We all have an opinion about James Franco. You either think he’s a pompous douchebag and you hate him, or you think he’s a pompous douchebag and you love him. Either way, there’s no denying that Franco is accomplished in many arenas. He’s an actor, starring in such films as Oz: The Great and Powerful, the Spider Man franchise with Tobey Maguire, and famously hosting the Oscars with Anne Hathaway while seemingly “on” something. And my personal favorite – on Freaks and Geeks, which is one of the most awesome television shows ever made. He’s an accomplished scholar, currently a Ph.D. candidate at Yale. He’s also a director, working on several film projects currently. Oh, and he frequently makes fun of Kanye West and Kim Kardashian with pal Seth Rogan with their dead-on parodies, most recently of their Vogue cover.
And he’s also an author. Actors Anonymous is a collection of short stories, all centering around struggling actors who all – or most – bear a striking resemblance to the man himself. In fact, in some stories he even refers to himself in the third person. Some of the stories are disturbing, such as the McDonald’s worker who succumbs to providing sexual favors for some extra cash.

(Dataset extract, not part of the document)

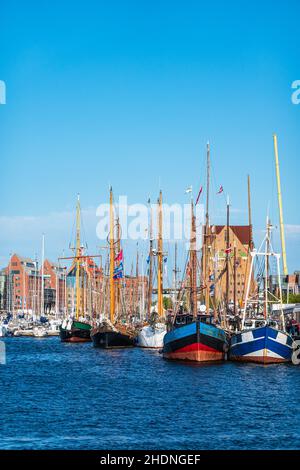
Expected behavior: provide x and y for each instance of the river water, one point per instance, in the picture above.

In Franco’s Wikipedia bio (which, of course must be true because … Internet!) it states that he worked at Mickey D’s while struggling to make it in Hollywood, and tried out accents on the customers, which is identical to what the character in the book does. So are we meant to think that this fiction is part autobiographical?
Peppered with interesting tidbits about film and actors, AA is smartly written, hip, and yet disturbing as hell. It exposes the dark side of the entertainment industry and the desperation felt by actors to “make it” in Hollywood. And leaves you wondering what else is going on in that intelligent mind of Franco’s.